The median IMR was only slightly elevated in this study, but about one-third of the patients had values indicating microvascular dysfunction. The present study supports the involvement of several inflammatory pathways in TTS, including monocyte/macrophage activation, with sTIM-3 as a potential novel marker.
本研究旨在确定应激性心肌病(TTS)急性期的微血管功能,并识别可反映TTS所致病理变化的炎症介质。

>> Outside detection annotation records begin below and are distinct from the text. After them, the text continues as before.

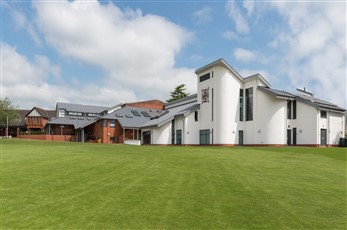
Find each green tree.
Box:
[0,97,19,130]
[166,84,189,102]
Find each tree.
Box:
[166,84,189,102]
[0,97,19,130]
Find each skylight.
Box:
[131,110,141,117]
[141,111,151,117]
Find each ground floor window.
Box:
[142,131,151,145]
[199,129,210,145]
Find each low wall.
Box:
[18,135,75,141]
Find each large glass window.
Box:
[200,129,210,145]
[246,88,253,121]
[240,89,243,121]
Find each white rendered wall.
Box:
[253,90,287,145]
[293,101,320,145]
[152,122,171,145]
[183,110,200,145]
[214,67,242,144]
[327,112,345,145]
[243,80,258,145]
[197,68,215,144]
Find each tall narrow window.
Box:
[293,101,296,119]
[171,120,175,145]
[287,101,292,119]
[246,88,253,121]
[212,88,214,121]
[240,89,243,121]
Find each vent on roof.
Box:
[141,111,150,117]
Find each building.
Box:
[6,59,346,146]
[142,59,345,146]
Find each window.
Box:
[287,101,296,119]
[287,101,292,119]
[171,120,175,145]
[199,129,210,145]
[200,73,210,82]
[320,111,327,118]
[293,101,296,119]
[246,88,253,121]
[59,109,66,117]
[239,89,243,121]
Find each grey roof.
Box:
[46,116,96,129]
[295,95,346,113]
[8,109,31,127]
[143,101,200,127]
[100,107,161,129]
[57,102,109,113]
[257,86,295,100]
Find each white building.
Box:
[141,59,345,146]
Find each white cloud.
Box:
[33,1,195,100]
[233,48,256,62]
[225,0,250,34]
[1,44,136,109]
[193,6,212,24]
[9,3,42,46]
[222,30,240,40]
[233,48,270,64]
[270,2,347,107]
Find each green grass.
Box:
[1,140,347,229]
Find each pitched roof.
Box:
[57,102,109,113]
[195,58,243,81]
[100,106,161,129]
[257,86,295,100]
[195,58,271,87]
[46,116,96,129]
[143,101,200,127]
[295,95,346,113]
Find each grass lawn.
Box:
[0,139,347,229]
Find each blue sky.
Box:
[0,0,347,109]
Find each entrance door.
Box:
[176,129,182,145]
[142,131,151,145]
[320,129,327,146]
[287,129,292,145]
[293,128,296,145]
[239,130,243,145]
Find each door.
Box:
[293,128,296,145]
[287,129,292,145]
[142,131,151,145]
[199,129,210,145]
[239,130,243,145]
[320,129,327,146]
[176,129,182,145]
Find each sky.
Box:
[0,0,347,109]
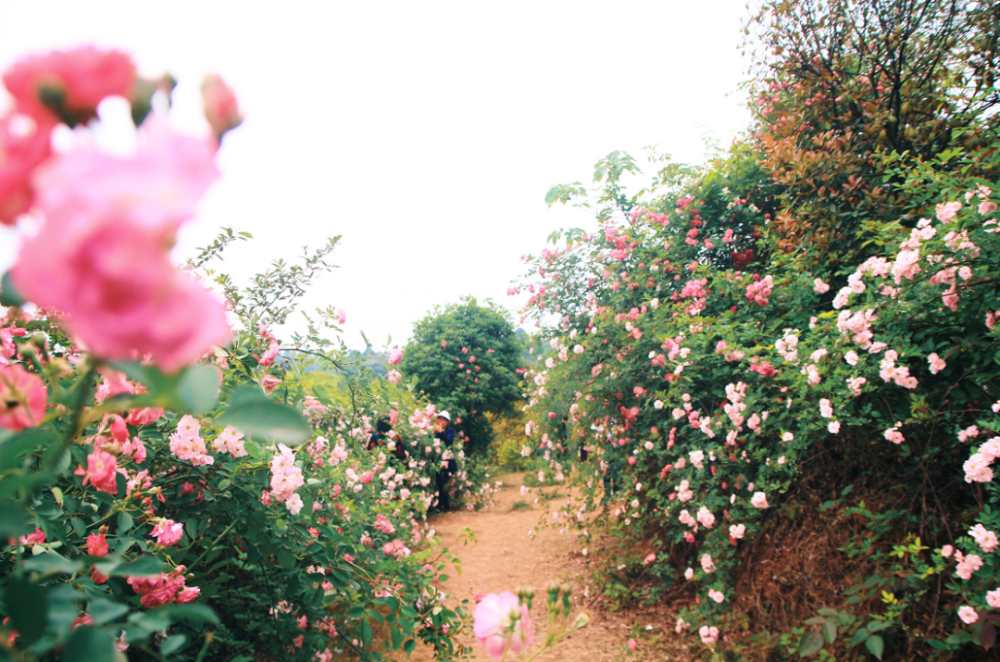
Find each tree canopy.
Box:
[400,297,521,448]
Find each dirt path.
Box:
[402,474,664,662]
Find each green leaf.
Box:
[112,556,167,577]
[0,502,31,538]
[60,626,117,662]
[177,364,220,416]
[160,634,187,655]
[158,602,219,625]
[278,547,295,571]
[24,552,83,575]
[216,386,312,445]
[87,600,128,625]
[0,271,24,308]
[799,630,823,657]
[4,577,48,645]
[865,634,885,660]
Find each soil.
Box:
[400,474,686,662]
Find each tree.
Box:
[748,0,1000,262]
[400,297,521,450]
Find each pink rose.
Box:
[177,586,201,605]
[74,450,118,494]
[3,46,136,126]
[149,519,184,547]
[472,591,535,660]
[87,533,108,556]
[11,122,230,371]
[0,364,48,432]
[201,74,243,140]
[0,117,51,225]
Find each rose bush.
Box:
[0,48,492,662]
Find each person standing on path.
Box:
[434,411,458,512]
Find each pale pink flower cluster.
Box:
[878,349,918,389]
[271,444,305,515]
[746,275,774,306]
[847,377,868,395]
[892,250,920,285]
[969,524,1000,554]
[212,425,247,457]
[698,625,719,646]
[170,416,215,467]
[837,309,878,349]
[149,519,184,547]
[372,513,396,536]
[935,201,962,223]
[774,330,799,362]
[884,422,906,445]
[955,550,983,581]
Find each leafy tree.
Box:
[400,297,521,450]
[748,0,1000,262]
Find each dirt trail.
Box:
[400,474,664,662]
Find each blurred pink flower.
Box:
[0,117,51,225]
[201,74,243,140]
[472,591,535,660]
[74,450,118,494]
[149,519,184,547]
[11,123,230,372]
[3,46,136,126]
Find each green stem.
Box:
[187,519,239,576]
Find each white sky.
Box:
[0,0,748,347]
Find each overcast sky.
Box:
[0,0,748,347]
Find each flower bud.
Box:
[201,74,243,140]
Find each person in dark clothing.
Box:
[368,416,406,462]
[434,411,458,512]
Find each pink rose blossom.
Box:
[0,117,51,225]
[74,449,118,494]
[3,46,136,126]
[0,364,48,432]
[11,122,230,372]
[935,202,962,223]
[201,74,243,140]
[472,591,535,660]
[149,519,184,547]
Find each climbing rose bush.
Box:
[0,47,484,662]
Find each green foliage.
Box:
[399,297,521,451]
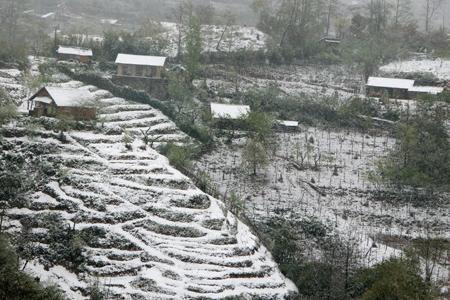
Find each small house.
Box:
[28,87,97,121]
[56,46,93,64]
[116,54,166,79]
[366,77,414,99]
[211,103,250,120]
[319,36,342,47]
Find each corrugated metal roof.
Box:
[277,120,298,127]
[367,77,414,90]
[56,46,92,56]
[116,54,166,67]
[34,97,53,104]
[211,103,250,120]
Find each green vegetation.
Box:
[353,257,435,300]
[378,104,450,190]
[183,16,202,82]
[258,218,434,300]
[0,234,64,300]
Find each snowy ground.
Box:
[202,65,362,99]
[3,67,295,299]
[197,128,450,282]
[162,22,268,57]
[380,58,450,80]
[0,69,27,103]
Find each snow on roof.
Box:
[56,46,92,56]
[409,86,444,95]
[34,97,53,104]
[367,77,414,90]
[41,12,55,19]
[116,54,166,67]
[211,103,250,120]
[45,87,94,107]
[277,120,298,127]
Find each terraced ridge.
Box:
[6,82,295,299]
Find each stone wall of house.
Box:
[113,75,168,100]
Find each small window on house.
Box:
[122,65,133,76]
[136,66,144,77]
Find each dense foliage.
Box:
[378,104,450,189]
[0,234,64,300]
[261,218,433,300]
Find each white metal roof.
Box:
[116,54,166,67]
[211,103,250,120]
[409,86,444,95]
[41,12,55,19]
[277,120,298,127]
[45,87,94,107]
[367,77,414,90]
[56,46,92,56]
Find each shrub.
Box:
[352,258,433,300]
[0,235,64,300]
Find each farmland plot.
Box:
[1,69,296,299]
[197,128,450,281]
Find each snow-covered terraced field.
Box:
[3,75,295,299]
[380,58,450,80]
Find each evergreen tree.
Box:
[184,16,202,82]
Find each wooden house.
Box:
[56,46,93,64]
[366,77,414,99]
[366,77,445,99]
[116,54,166,79]
[211,103,250,120]
[28,87,97,121]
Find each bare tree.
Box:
[394,0,412,26]
[424,0,443,32]
[172,0,194,60]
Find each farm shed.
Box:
[211,103,250,120]
[116,54,166,78]
[319,36,342,47]
[275,120,298,131]
[56,46,93,63]
[28,87,97,121]
[366,77,414,99]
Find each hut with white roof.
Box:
[366,77,445,99]
[56,46,93,63]
[116,54,166,79]
[211,103,250,120]
[28,87,97,121]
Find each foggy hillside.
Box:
[0,0,450,300]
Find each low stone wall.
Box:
[112,75,168,100]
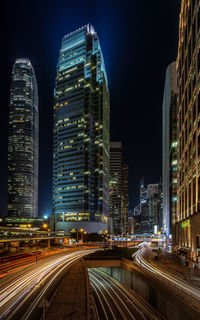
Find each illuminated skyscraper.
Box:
[162,62,178,237]
[176,0,200,258]
[8,59,39,217]
[109,141,128,234]
[53,24,110,232]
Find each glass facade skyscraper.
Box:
[162,62,178,237]
[53,24,110,232]
[176,0,200,260]
[8,59,39,217]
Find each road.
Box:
[134,247,200,301]
[89,269,164,320]
[0,249,95,320]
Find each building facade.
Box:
[134,181,163,234]
[162,62,178,237]
[53,24,110,233]
[8,59,39,217]
[109,141,128,235]
[176,0,200,259]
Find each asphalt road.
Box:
[89,269,164,320]
[0,249,95,320]
[134,247,200,301]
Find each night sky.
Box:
[0,0,181,215]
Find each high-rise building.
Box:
[162,62,178,237]
[109,142,128,234]
[8,59,39,217]
[176,0,200,258]
[53,24,110,233]
[122,163,129,233]
[134,181,163,233]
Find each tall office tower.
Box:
[162,62,178,238]
[53,24,110,233]
[8,59,39,217]
[110,142,128,234]
[109,142,123,235]
[176,0,200,259]
[122,163,129,233]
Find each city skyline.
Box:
[8,58,39,217]
[0,1,179,215]
[53,24,110,233]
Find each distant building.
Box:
[162,62,178,237]
[134,183,163,234]
[53,24,110,233]
[122,163,129,233]
[127,216,135,234]
[8,59,39,217]
[176,0,200,259]
[109,142,128,234]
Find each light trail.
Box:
[135,248,200,300]
[89,269,162,320]
[0,250,95,319]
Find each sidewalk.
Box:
[143,249,200,288]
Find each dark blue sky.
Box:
[0,0,180,214]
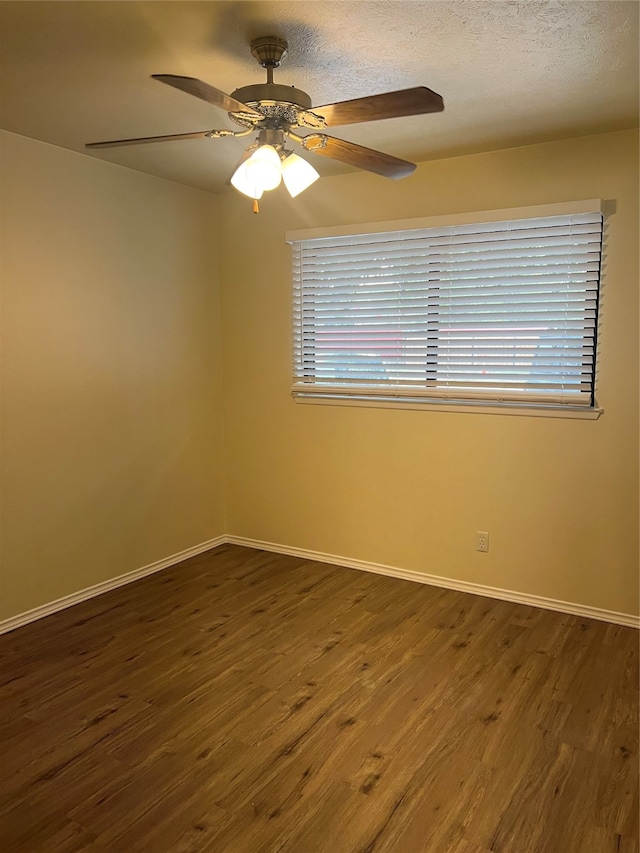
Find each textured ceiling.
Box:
[0,0,639,191]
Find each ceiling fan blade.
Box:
[302,133,416,178]
[151,74,264,118]
[311,86,444,127]
[84,130,211,148]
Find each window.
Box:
[287,201,602,409]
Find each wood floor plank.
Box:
[0,545,639,853]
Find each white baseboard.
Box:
[0,536,227,634]
[226,536,640,628]
[0,536,640,634]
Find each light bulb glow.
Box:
[282,154,320,198]
[246,145,282,192]
[231,160,264,199]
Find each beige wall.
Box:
[0,126,638,619]
[0,133,225,619]
[220,131,638,613]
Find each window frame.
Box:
[285,199,605,419]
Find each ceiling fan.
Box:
[85,36,444,212]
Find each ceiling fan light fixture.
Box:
[282,154,320,198]
[244,145,282,195]
[231,160,264,199]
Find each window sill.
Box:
[292,394,604,421]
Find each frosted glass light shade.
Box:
[245,145,282,192]
[231,160,264,199]
[282,154,320,198]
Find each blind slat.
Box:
[291,206,602,405]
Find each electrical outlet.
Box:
[476,530,489,553]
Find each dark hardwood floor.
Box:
[0,546,638,853]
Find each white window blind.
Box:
[290,203,602,407]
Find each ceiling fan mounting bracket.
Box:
[251,36,289,68]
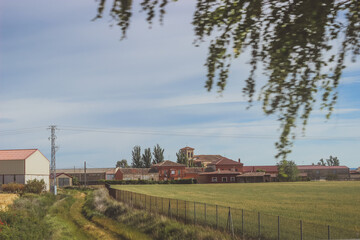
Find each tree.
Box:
[132,146,143,168]
[95,0,360,159]
[116,159,129,168]
[318,155,340,166]
[153,144,164,164]
[142,148,152,168]
[176,150,189,166]
[277,160,299,182]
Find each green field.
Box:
[113,182,360,236]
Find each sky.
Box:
[0,0,360,168]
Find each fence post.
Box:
[216,205,218,229]
[241,209,245,237]
[226,207,235,238]
[194,202,196,225]
[278,216,280,240]
[168,199,171,218]
[258,212,261,239]
[185,201,186,224]
[204,203,206,225]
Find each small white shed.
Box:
[0,149,50,190]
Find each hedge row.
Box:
[103,179,197,185]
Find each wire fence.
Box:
[108,187,360,240]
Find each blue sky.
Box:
[0,0,360,168]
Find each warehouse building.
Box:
[0,149,50,190]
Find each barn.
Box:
[0,149,50,190]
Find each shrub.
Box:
[24,179,46,194]
[2,183,24,193]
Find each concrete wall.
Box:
[25,150,50,176]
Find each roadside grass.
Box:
[0,193,19,211]
[112,182,360,231]
[83,189,235,240]
[45,194,89,240]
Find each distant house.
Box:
[0,149,50,190]
[197,170,239,183]
[115,168,159,181]
[297,165,350,180]
[50,173,73,188]
[56,168,116,185]
[151,160,186,181]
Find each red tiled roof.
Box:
[0,149,37,160]
[199,170,241,175]
[180,147,195,150]
[152,160,185,167]
[185,167,205,173]
[208,157,243,165]
[243,166,278,173]
[119,168,150,174]
[193,155,223,162]
[237,172,268,177]
[297,165,349,170]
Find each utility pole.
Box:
[84,161,86,187]
[48,125,57,195]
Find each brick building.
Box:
[151,160,186,181]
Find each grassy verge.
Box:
[83,189,236,240]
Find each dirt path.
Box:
[70,193,121,240]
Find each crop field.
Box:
[0,194,18,211]
[112,182,360,234]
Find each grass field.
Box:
[113,182,360,232]
[0,193,19,211]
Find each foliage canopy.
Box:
[95,0,360,159]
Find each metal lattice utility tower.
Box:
[49,125,57,195]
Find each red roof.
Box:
[0,149,37,160]
[152,160,185,167]
[199,170,241,175]
[243,166,278,173]
[297,165,349,170]
[208,157,243,165]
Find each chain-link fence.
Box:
[108,188,360,240]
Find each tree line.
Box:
[116,144,164,168]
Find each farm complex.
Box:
[57,147,354,184]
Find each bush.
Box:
[2,183,24,193]
[24,179,46,194]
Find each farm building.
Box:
[115,168,159,181]
[50,173,73,188]
[297,165,350,180]
[151,160,186,181]
[56,168,116,185]
[197,170,239,183]
[180,147,240,167]
[0,149,50,190]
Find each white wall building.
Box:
[0,149,50,191]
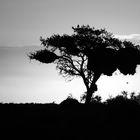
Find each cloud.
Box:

本研究纳入了20名符合梅奥诊断标准的女性患者[年龄中位数65岁;四分位间距(IQR)=58 - 70岁]。在心脏导管插入术期间,我们测定了微血管阻力指数(IMR),并几乎同时从主动脉和冠状窦采集血样。在急性期进行了心脏磁共振成像(MRI)检查。我们呈现了描述性的冠状动脉生理学和心脏MRI数据,并使用Wilcoxon符号秩检验比较了主动脉、冠状窦样本以及3个月后静脉样本之间的炎症生物标志物。为作比较,我们还分析了15名健康女性对照者静脉血中的实际生物标志物。一项补充分析探讨了炎症生物标志物、IMR、MRI数据和心脏生物标志物之间的Spearman等级相关性。IMR中位数为16.5 mmHg·s(IQR = 10.5 - 28.2 mmHg·s),仅略高于参考人群。7名(35%)研究对象的IMR > 25 mmHg·s,提示微血管功能障碍。IMR不受症状发作时间的影响。根据MRI检查,65%的研究对象左心室心尖区域受到影响。射血分数中位数为41%(IQR = 31 - 48%)。生物标志物分析显示,与健康对照者相比,细胞外基质重塑和纤维化、炎症、免疫激活以及上游炎症的标志物水平升高。仅白细胞介素(IL)-1受体拮抗剂和可溶性T细胞免疫球蛋白粘蛋白结构域-3(sTIM-3)在冠状窦中的水平高于主动脉。没有变量与IMR显著相关。主动脉中的IL-6水平与左心室射血分数呈负相关。主动脉和冠状窦中的生长分化因子-15、骨保护素和血管性血友病因子水平均与N末端脑钠肽前体呈正相关,而IL-6和sTIM-3与N末端脑钠肽前体的相关性分别仅限于主动脉和冠状窦。虽然大多数标志物在3个月后处于正常范围内,但基质金属蛋白酶-9在随访期间升高,达到高于健康对照者的水平。
本研究中IMR中位数仅略有升高,但约三分之一的患者其值表明存在微血管功能障碍。本研究支持多种炎症途径参与TTS,包括单核细胞/巨噬细胞激活,sTIM-3作为一种潜在的新型标志物。